The time frame spans the transition between millennia to the present day and focuses on works with narratives, materials or procedures directly or indirectly associated to dystopian speculations, in which a fundamental feature is the rupture of the representation of linear time (as pointed out by Clara Esborraz in La hora rota). During this period of projections around the future, past and future began to intertwine in landscapes without people or with different beings, such as those created in 2016 by Laura Códega and Nicanor Aráoz. Taciturna y solitaria, and its kneeling, chained woman with plastic bubbling out of her body–a body that by its material composition comes ahead and is associated with the disturbing vision Cronenberg’s Crimes of the future shares in 2022 about the human body and the intervention of art in this transformation–are entelechies without time, with nothing and no one around them.

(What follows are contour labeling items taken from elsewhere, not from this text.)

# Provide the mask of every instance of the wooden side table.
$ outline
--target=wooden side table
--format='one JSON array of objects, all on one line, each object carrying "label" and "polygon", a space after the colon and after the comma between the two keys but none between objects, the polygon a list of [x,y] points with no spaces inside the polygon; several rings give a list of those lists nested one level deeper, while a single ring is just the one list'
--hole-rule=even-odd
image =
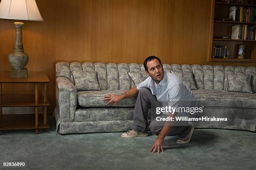
[{"label": "wooden side table", "polygon": [[[0,73],[0,130],[38,129],[50,128],[47,121],[46,84],[50,82],[45,74],[30,73],[28,78],[10,78],[10,74]],[[3,94],[3,83],[34,83],[34,94]],[[38,94],[38,85],[43,84],[43,94]],[[35,114],[3,114],[3,107],[34,107]],[[43,118],[38,118],[38,107],[43,107]]]}]

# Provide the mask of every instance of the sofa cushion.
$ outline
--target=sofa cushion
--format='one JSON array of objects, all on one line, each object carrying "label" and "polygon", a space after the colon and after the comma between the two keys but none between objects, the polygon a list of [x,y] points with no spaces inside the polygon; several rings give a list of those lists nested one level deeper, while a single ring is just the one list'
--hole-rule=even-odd
[{"label": "sofa cushion", "polygon": [[199,105],[235,107],[256,109],[256,95],[221,90],[192,91]]},{"label": "sofa cushion", "polygon": [[145,71],[130,71],[128,72],[128,75],[131,77],[135,87],[138,86],[141,82],[143,82],[148,77],[148,75],[145,72]]},{"label": "sofa cushion", "polygon": [[192,71],[172,70],[171,72],[172,74],[180,78],[190,90],[197,90],[193,78],[193,72]]},{"label": "sofa cushion", "polygon": [[74,70],[72,72],[77,91],[100,90],[95,71]]},{"label": "sofa cushion", "polygon": [[228,91],[252,93],[251,81],[251,75],[227,75]]},{"label": "sofa cushion", "polygon": [[[102,100],[103,96],[109,93],[119,95],[126,90],[103,90],[100,91],[80,91],[77,92],[78,105],[85,107],[106,107],[108,100]],[[109,105],[108,107],[134,107],[136,98],[132,98],[122,100],[115,105]]]}]

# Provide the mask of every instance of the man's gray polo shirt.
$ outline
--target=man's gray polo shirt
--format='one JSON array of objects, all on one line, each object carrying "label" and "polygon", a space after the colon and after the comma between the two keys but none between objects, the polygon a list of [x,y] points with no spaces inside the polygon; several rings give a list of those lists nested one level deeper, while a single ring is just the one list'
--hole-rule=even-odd
[{"label": "man's gray polo shirt", "polygon": [[[154,89],[154,80],[148,77],[138,85],[137,89],[139,90],[141,88],[149,88],[152,95],[155,95],[157,100],[162,102],[163,107],[167,105],[173,107],[192,107],[195,103],[197,104],[197,99],[190,89],[173,74],[164,72],[164,78],[158,84],[156,91],[158,94],[154,92],[156,91]],[[189,106],[187,105],[189,103],[191,103]]]}]

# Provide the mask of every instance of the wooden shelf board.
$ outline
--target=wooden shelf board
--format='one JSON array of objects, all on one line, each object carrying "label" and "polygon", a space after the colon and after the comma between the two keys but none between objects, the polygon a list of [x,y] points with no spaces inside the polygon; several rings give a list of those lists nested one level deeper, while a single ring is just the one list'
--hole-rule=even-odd
[{"label": "wooden shelf board", "polygon": [[209,61],[216,61],[222,62],[256,62],[256,59],[244,58],[210,58]]},{"label": "wooden shelf board", "polygon": [[217,5],[223,5],[256,7],[256,5],[254,5],[254,4],[240,4],[240,3],[221,2],[215,2],[215,4]]},{"label": "wooden shelf board", "polygon": [[28,78],[10,78],[10,73],[1,73],[0,74],[0,83],[46,83],[50,80],[45,74],[30,73]]},{"label": "wooden shelf board", "polygon": [[0,95],[0,107],[46,106],[49,102],[44,102],[44,96],[38,95],[38,104],[35,103],[34,94],[3,94]]},{"label": "wooden shelf board", "polygon": [[230,24],[255,24],[256,22],[236,22],[236,21],[220,21],[218,20],[215,20],[214,22],[219,23],[225,23]]},{"label": "wooden shelf board", "polygon": [[224,38],[213,38],[212,40],[216,41],[250,41],[256,42],[256,40],[234,40]]},{"label": "wooden shelf board", "polygon": [[47,121],[44,125],[44,118],[39,115],[38,127],[35,127],[35,115],[9,114],[0,115],[0,130],[11,130],[20,129],[39,129],[50,128]]}]

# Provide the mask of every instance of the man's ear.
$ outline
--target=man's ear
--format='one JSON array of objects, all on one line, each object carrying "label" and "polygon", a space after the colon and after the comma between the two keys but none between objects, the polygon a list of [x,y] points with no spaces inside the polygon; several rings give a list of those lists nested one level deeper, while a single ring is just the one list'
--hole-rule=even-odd
[{"label": "man's ear", "polygon": [[145,73],[146,73],[146,74],[148,75],[149,75],[149,74],[148,74],[148,71],[147,70],[145,70]]}]

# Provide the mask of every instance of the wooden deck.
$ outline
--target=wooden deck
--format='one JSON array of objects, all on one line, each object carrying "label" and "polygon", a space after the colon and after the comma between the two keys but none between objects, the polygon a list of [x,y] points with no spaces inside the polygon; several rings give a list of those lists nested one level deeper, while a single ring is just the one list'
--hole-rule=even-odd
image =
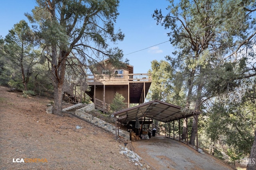
[{"label": "wooden deck", "polygon": [[150,74],[88,75],[87,83],[92,85],[124,85],[130,82],[151,82]]}]

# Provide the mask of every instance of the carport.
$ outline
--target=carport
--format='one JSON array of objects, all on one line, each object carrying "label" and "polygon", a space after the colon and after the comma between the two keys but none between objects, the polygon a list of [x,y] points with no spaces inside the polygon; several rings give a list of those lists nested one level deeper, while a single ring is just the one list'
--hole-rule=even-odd
[{"label": "carport", "polygon": [[[162,102],[158,100],[154,100],[149,102],[129,108],[116,112],[113,114],[115,116],[118,122],[121,124],[125,124],[129,121],[135,120],[136,118],[146,117],[147,118],[155,119],[161,121],[165,123],[169,123],[170,128],[170,122],[173,123],[173,139],[175,139],[174,122],[174,121],[179,122],[179,141],[180,141],[180,122],[181,119],[184,119],[186,121],[187,127],[188,127],[188,118],[194,117],[196,121],[196,149],[198,149],[198,116],[200,114],[200,112],[192,110],[187,110],[181,107],[178,106],[168,103]],[[116,126],[116,131],[118,131],[119,134],[119,128]],[[187,136],[186,141],[188,145],[188,132],[187,128]],[[169,130],[170,132],[170,131]],[[118,136],[116,133],[117,137]],[[170,132],[169,132],[170,137]]]}]

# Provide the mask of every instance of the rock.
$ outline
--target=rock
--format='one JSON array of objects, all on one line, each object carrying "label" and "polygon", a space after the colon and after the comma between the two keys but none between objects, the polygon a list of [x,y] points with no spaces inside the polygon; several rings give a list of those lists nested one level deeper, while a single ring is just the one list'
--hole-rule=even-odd
[{"label": "rock", "polygon": [[77,129],[79,129],[82,128],[82,127],[81,127],[79,126],[76,126],[76,128]]},{"label": "rock", "polygon": [[52,106],[50,104],[46,105],[46,113],[48,114],[52,114]]}]

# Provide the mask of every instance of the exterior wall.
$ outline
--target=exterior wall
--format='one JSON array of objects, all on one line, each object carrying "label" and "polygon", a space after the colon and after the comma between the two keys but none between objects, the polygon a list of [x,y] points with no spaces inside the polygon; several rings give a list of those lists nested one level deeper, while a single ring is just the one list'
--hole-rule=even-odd
[{"label": "exterior wall", "polygon": [[106,61],[97,64],[96,68],[94,68],[94,70],[91,71],[94,74],[102,74],[103,70],[109,70],[110,73],[114,74],[115,73],[115,70],[123,69],[124,70],[123,74],[133,74],[133,67],[132,66],[126,64],[125,66],[122,67],[120,66],[120,68],[115,68],[113,66],[112,63],[110,63],[109,61]]},{"label": "exterior wall", "polygon": [[[96,86],[95,92],[96,98],[103,101],[104,86]],[[105,86],[105,102],[110,104],[115,97],[116,92],[122,94],[125,98],[124,102],[128,103],[128,85]]]}]

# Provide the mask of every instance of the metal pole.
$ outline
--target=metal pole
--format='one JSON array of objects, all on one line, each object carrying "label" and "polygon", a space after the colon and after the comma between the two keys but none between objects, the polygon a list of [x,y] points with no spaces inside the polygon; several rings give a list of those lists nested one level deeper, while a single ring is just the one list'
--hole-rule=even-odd
[{"label": "metal pole", "polygon": [[198,121],[198,115],[196,115],[196,150],[198,150],[198,135],[197,132],[198,127],[197,123]]},{"label": "metal pole", "polygon": [[186,137],[186,140],[187,141],[187,145],[188,145],[188,117],[186,117],[186,127],[187,127],[186,129],[187,131]]},{"label": "metal pole", "polygon": [[117,137],[116,136],[116,118],[115,118],[115,121],[116,122],[116,140],[117,139]]},{"label": "metal pole", "polygon": [[180,142],[180,121],[179,119],[179,141]]},{"label": "metal pole", "polygon": [[166,123],[164,123],[164,125],[165,126],[165,128],[164,128],[165,129],[165,137],[166,137]]},{"label": "metal pole", "polygon": [[170,121],[169,122],[168,122],[168,124],[169,124],[169,138],[170,138]]},{"label": "metal pole", "polygon": [[174,139],[174,121],[172,121],[172,125],[173,126],[173,139]]}]

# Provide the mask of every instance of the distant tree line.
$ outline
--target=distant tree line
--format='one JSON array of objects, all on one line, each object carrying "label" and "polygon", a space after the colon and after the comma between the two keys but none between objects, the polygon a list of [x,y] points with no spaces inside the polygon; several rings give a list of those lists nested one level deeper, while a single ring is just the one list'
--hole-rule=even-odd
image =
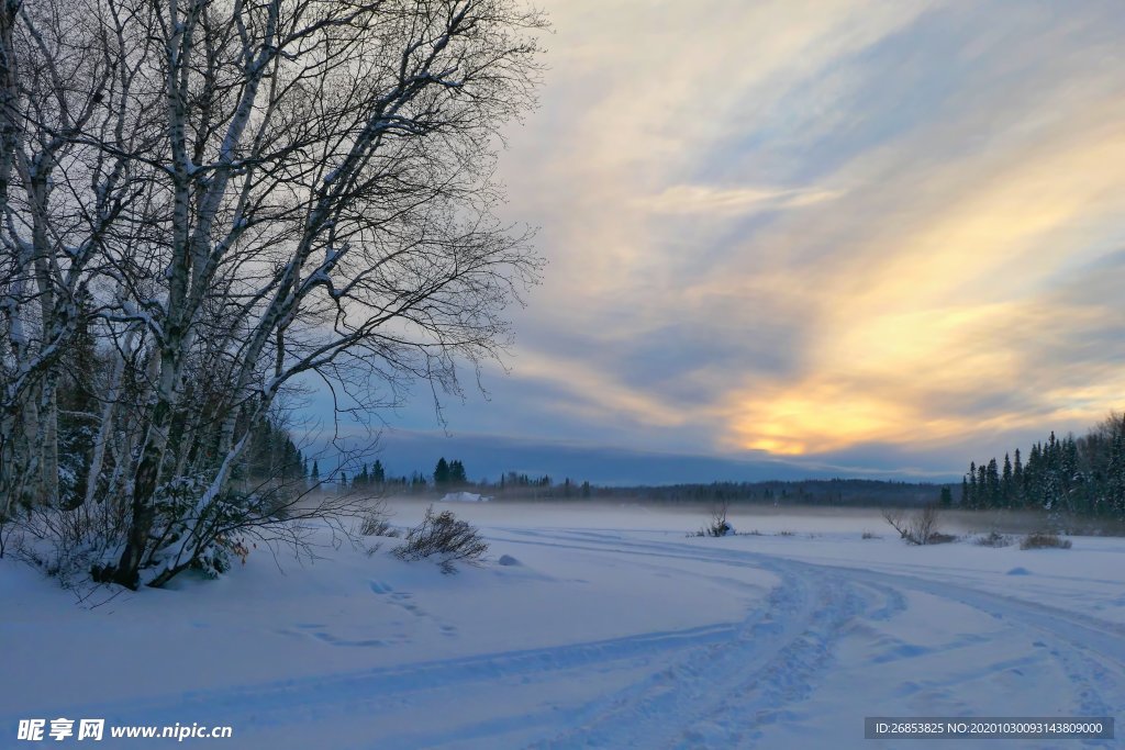
[{"label": "distant tree line", "polygon": [[961,482],[966,508],[1043,508],[1125,519],[1125,415],[1112,414],[1084,436],[1055,437],[1004,461],[969,464]]}]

If the present becomes suffocating and the future, as predicted by scientists, unimaginable, the works can build different experiences on the perception and configuration of the present and the future. Some works sensitize or, as Vinciane Despret[13] would say when he teaches us to look at birds, make desirable other modes of attention; they alert or alter, they stage the past, present and future, modifying our time and space perception. They pivot between reverie and violence, they cancel the distinction between the living and the dead, nature and culture, the human and the non-human, fantasy and the real. They account for a time of transition, they bring us closer to other ways of being, they show the distance from the previous world. “Libertad es saber huir de los fantasmas” [Freedom is knowing how to escape from ghosts], Emmanuel Biset enthusiastically and loudly quoted Anna Tsing at the end of his seminar. The pieces that take part in this journey give shape to the unimaginable; they strengthen us as they enliven our fantasies.
November 2022
[1] Berardi, Franco (2021). La segunda venida. Buenos Aires: Caja Negra, p. 96.
[2] Excerpt from the conference “Anthropocene: Arts of living on a Damaged Planet”, at the University of California. https://youtu.be/6BW8YmRAoW4
[3] Harman, Graham (2010). Towards Speculative Realism: Essays and Lectures. Washington: Zero Books, p. 120.
[4] Butler, Octavia E. (2021). La parábola de los talentos. Madrid: Capitán Swing (first English edition, 1993) and Butler, Octavia E. (2021). La parábola del sembrador. Madrid: Capitán Swing (first edition in English, 1993).
[5] Marder, Michael (2022). El vertedero filosófico. Barcelona: Ned Ediciones.
[6] Colombo, Alejandro (2021). “Copper, a unique window of opportunity for Argentina”. https://panorama-minero.com/noticias/el-cobre-una-ventana-de-oportunidad-unica-para-argentina/
[7] Speranza, Graciela (2022). Lo que vemos, lo que el arte ve. Buenos Aires: Anagrama.
[8] Svampa, Maristella y Viale, Enrique (2020). El colapso ecológico ya llegó. Buenos Aires: Siglo XXI, p. 13.
[9] Berardi, Franco (2021). La segunda venida. Buenos Aires: Caja Negra, p. 14.
[10] Danowski, Déborah y Viveiros de Castro, Eduardo (2019). ¿Hay un mundo por venir? Buenos Aires: Caja Negra. P.21.
[11] Carried out at Ruth Benzacar Art Gallery.
[12] Seminar “Reading Eduardo Viveiros de Castro”, organized in 2022 at the Kirchner Cultural Center in the framework of the Proyecto Ballena, coordinated by Liliana Viola and Pablo Schanton.
[13] Despret, Vinciane (2022). Habitar como un pájaro. Buenos Aires: Cactus, p. 12-13.